Tweet and sour reaction to that bomb 'joke'
LET ME tell you a story about something that happened to my cousin’s gardener. He and his family were approaching the security gate at Orlando airport when his daughter began arguing about bubble gum.
“You’ve got the gum! Give me the gum!” she shouted at her dad. Well, a dozen men in flak jackets suddenly sprang from the shadows, produced machine guns and marched the family into detention. They thought she’d said: “You’ve got the gun.” Honest. It’s true.
Ever since the 9/11 attacks, saloon bars have buzzed with apocryphal stories about innocent travellers being hauled off to solitary confinement for wearing aggressive T-shirts, lacing their shoes in the Islamic style or having suspiciously bushy moustaches.
On first hearing, the “Twitter Joke” trial sounds like just such a tall tale. If you’ve missed the details, here’s what happened. In January 2010, one Paul Chambers was preparing to travel from the quaintly named Robin Hood Airport in Doncaster to visit a new acquaintance in Northern Ireland. Upon finding the flight cancelled, he turned to stupid Twitter. “Crap! Robin Hood airport is closed. You’ve got a week and a bit to get your shit together, otherwise Im blowing the airport sky high!!” he tweeted.
A week later, an off-duty airport employee saw the message (how?) and set the creaky wheels of justice into motion. Chambers was convicted for sending a message of “menacing intent” and fined £1,000.
Happily, he and his lawyers are not taking it lying down. Last week, their latest appeal reached the high court in London.

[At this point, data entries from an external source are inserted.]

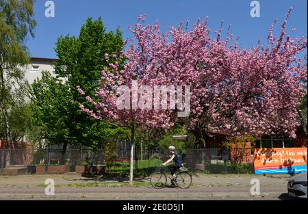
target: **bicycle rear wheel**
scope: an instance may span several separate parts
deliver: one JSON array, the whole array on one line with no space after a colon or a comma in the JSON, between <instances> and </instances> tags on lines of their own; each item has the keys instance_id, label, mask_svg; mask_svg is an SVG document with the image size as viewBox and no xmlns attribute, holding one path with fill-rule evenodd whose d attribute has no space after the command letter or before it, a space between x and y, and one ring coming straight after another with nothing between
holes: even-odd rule
<instances>
[{"instance_id":1,"label":"bicycle rear wheel","mask_svg":"<svg viewBox=\"0 0 308 214\"><path fill-rule=\"evenodd\" d=\"M160 172L156 172L151 176L150 183L152 187L155 189L161 189L166 186L167 177Z\"/></svg>"},{"instance_id":2,"label":"bicycle rear wheel","mask_svg":"<svg viewBox=\"0 0 308 214\"><path fill-rule=\"evenodd\" d=\"M188 189L192 185L192 178L187 172L181 172L178 174L175 178L177 185L181 189Z\"/></svg>"}]
</instances>

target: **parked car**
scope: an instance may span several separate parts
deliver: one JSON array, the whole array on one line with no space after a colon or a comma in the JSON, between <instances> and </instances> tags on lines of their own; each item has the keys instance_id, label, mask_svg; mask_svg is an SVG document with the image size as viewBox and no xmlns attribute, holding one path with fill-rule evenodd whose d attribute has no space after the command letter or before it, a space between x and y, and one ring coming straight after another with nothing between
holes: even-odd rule
<instances>
[{"instance_id":1,"label":"parked car","mask_svg":"<svg viewBox=\"0 0 308 214\"><path fill-rule=\"evenodd\" d=\"M292 197L307 198L307 172L292 177L287 183L287 193Z\"/></svg>"}]
</instances>

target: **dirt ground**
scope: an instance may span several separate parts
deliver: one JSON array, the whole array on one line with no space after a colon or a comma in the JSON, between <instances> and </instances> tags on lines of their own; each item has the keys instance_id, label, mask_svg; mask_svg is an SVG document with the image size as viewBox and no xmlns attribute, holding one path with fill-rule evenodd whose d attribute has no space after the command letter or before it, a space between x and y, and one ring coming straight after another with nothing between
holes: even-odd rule
<instances>
[{"instance_id":1,"label":"dirt ground","mask_svg":"<svg viewBox=\"0 0 308 214\"><path fill-rule=\"evenodd\" d=\"M279 200L287 192L290 175L200 174L188 189L156 189L149 178L84 178L79 174L0 176L0 200ZM55 195L47 196L45 180L55 181ZM259 180L260 193L251 194L252 179ZM285 198L285 197L284 197Z\"/></svg>"}]
</instances>

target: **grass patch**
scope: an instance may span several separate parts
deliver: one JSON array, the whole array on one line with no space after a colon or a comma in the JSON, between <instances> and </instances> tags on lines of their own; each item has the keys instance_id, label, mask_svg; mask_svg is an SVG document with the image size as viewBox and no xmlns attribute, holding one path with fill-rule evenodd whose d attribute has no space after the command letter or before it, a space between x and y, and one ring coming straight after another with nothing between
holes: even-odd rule
<instances>
[{"instance_id":1,"label":"grass patch","mask_svg":"<svg viewBox=\"0 0 308 214\"><path fill-rule=\"evenodd\" d=\"M151 175L164 162L158 159L134 161L134 176L147 176ZM107 172L110 175L127 176L129 174L130 162L117 162L107 168Z\"/></svg>"},{"instance_id":2,"label":"grass patch","mask_svg":"<svg viewBox=\"0 0 308 214\"><path fill-rule=\"evenodd\" d=\"M205 165L204 172L198 171L198 174L224 174L224 163L212 163ZM227 164L227 174L255 174L255 168L253 164L240 164L240 163L228 163ZM192 172L192 174L194 174ZM216 175L214 176L217 177Z\"/></svg>"},{"instance_id":3,"label":"grass patch","mask_svg":"<svg viewBox=\"0 0 308 214\"><path fill-rule=\"evenodd\" d=\"M133 186L134 187L148 187L150 185L149 182L140 182L134 181L133 183ZM105 181L105 182L87 182L84 183L70 183L66 185L68 187L75 187L75 188L86 188L86 187L129 187L130 186L128 181L123 182L112 182L112 181Z\"/></svg>"}]
</instances>

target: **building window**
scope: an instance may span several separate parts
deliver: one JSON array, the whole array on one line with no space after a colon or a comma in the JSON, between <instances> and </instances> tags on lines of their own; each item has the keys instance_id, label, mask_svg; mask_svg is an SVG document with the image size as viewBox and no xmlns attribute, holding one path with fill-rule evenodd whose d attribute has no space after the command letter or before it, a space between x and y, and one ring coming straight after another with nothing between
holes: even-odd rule
<instances>
[{"instance_id":1,"label":"building window","mask_svg":"<svg viewBox=\"0 0 308 214\"><path fill-rule=\"evenodd\" d=\"M38 71L40 70L40 66L32 65L31 70Z\"/></svg>"},{"instance_id":2,"label":"building window","mask_svg":"<svg viewBox=\"0 0 308 214\"><path fill-rule=\"evenodd\" d=\"M257 145L261 148L293 148L294 140L284 136L264 136L257 142Z\"/></svg>"}]
</instances>

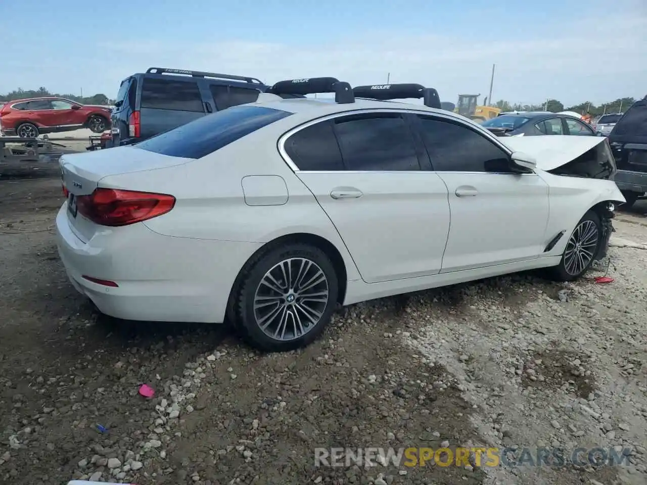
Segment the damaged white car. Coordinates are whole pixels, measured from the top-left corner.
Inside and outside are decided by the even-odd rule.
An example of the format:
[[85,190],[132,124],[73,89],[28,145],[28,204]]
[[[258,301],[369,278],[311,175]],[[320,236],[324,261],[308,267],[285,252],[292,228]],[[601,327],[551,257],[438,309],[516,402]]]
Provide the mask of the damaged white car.
[[[128,147],[63,155],[74,286],[109,315],[313,341],[338,303],[584,274],[624,199],[604,138],[498,138],[419,85],[285,81]],[[334,100],[277,94],[334,92]],[[425,105],[386,102],[423,98]]]

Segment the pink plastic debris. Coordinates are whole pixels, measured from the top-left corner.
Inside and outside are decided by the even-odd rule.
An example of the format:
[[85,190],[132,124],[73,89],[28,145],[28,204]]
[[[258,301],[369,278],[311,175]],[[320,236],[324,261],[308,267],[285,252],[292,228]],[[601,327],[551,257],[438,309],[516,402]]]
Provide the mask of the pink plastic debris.
[[155,390],[148,384],[142,384],[139,388],[139,393],[145,398],[152,398],[155,395]]
[[595,279],[595,283],[613,283],[613,278],[609,276],[598,276]]

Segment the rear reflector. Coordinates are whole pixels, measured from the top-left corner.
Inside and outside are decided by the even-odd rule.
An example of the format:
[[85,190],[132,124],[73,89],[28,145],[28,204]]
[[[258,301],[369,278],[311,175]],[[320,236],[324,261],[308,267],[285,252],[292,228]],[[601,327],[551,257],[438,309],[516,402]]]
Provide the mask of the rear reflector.
[[100,278],[93,278],[91,276],[83,275],[83,279],[87,279],[88,281],[92,281],[93,283],[96,283],[97,285],[103,285],[104,286],[111,286],[112,288],[118,288],[119,286],[114,281],[111,281],[109,279],[100,279]]
[[141,136],[141,125],[139,122],[139,111],[133,111],[128,119],[128,135],[131,138],[138,138]]
[[97,188],[89,195],[76,198],[79,213],[95,224],[111,227],[157,217],[175,205],[172,195],[118,189]]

One hardly knows where to begin when addressing the story. It reads like the plot for an allegorical Czechoslovakian protest play from the Warsaw Pact years.
It would be unsurprising if the judge turned out to be an animated statue and if Chambers lived life as a talking squirrel. (Those plays were a bit like that, you understand.)
Considering the misery Twitter brings to honest folk’s lives – so many poisonous dollops of malicious gossip spread by yellow-backed bullies – it seems remarkable the state is bothering with a case that doesn’t involve any conspicuous victims. Given that nobody spotted the tweet for a week, we can safely assume airport security did not move towards red alert. No more flights were delayed. No panic ensued.
The appeal has drawn a number of high-profile comedy professionals to the court. Stephen Fry, Al Murray and our own inestimable Graham Linehan all turned up to offer Chambers their support. They argue that the right to free speech is at stake.
This is where it gets interesting. One could argue that the case touches upon the oldest, hoariest cliche concerning this slippery subject. You recall. Attributed to Oliver Wendell Holmes, the distinguished American jurist, the saw states that freedom of speech does not cover shouting “fire!” in a crowded theatre. Was Chambers engaging in the modern, digital version of that offence? Of course not. It should be obvious to anybody with working frontal lobes the tweet was intended as a joke. Chambers did not keep his identity secret. He broadcast his supposed intentions to 600 followers.
“The conviction is crazy; there is no other way of putting it,” Al Murray, who performs as The Pub Landlord, thundered. “It is like saying: ‘Oh God, I could murder the boss.’”
Indeed. The real question is this: in what circumstances can the phrase “it’s only a joke” be used as a defence? Consider Jeremy Clarkson (if you can bear it). Last year, appearing on an early-evening magazine show, he suggested that striking public sector workers be shot in front of their families. It was very difficult to take the unions’ objections seriously. The automotive blowhard was clearly expressing his objection to the strike through vivid hyperbole.
We wander into more complicated territory when we consider the racist quips that peppered the acts of English comics such as Bernard Manning throughout the 1970s. They were only joking? Well, yes. But if the audience does not share the prejudices being paraded then the gags make absolutely no sense. Here, the intent is suspect. (Which is not to suggest such unpleasant gags should be banned.)
John Cooper QC, Chambers’s lawyer, put it very nicely when he suggested that if the original court’s standards were applied John Betjeman might have got in trouble for writing: “Come, friendly bombs, and fall on Slough.”
Exactly so. The poet was not keen on the Berkshire town. But he didn’t really want to see it levelled. “It’s only a joke” acts as a sound defence when the speaker’s intent is significantly different to the relevant phrase’s literal meaning and when – if the words are broadcast publicly – no reasonable person could be expected to take that statement at face value.
Oh, I could murder that original judge.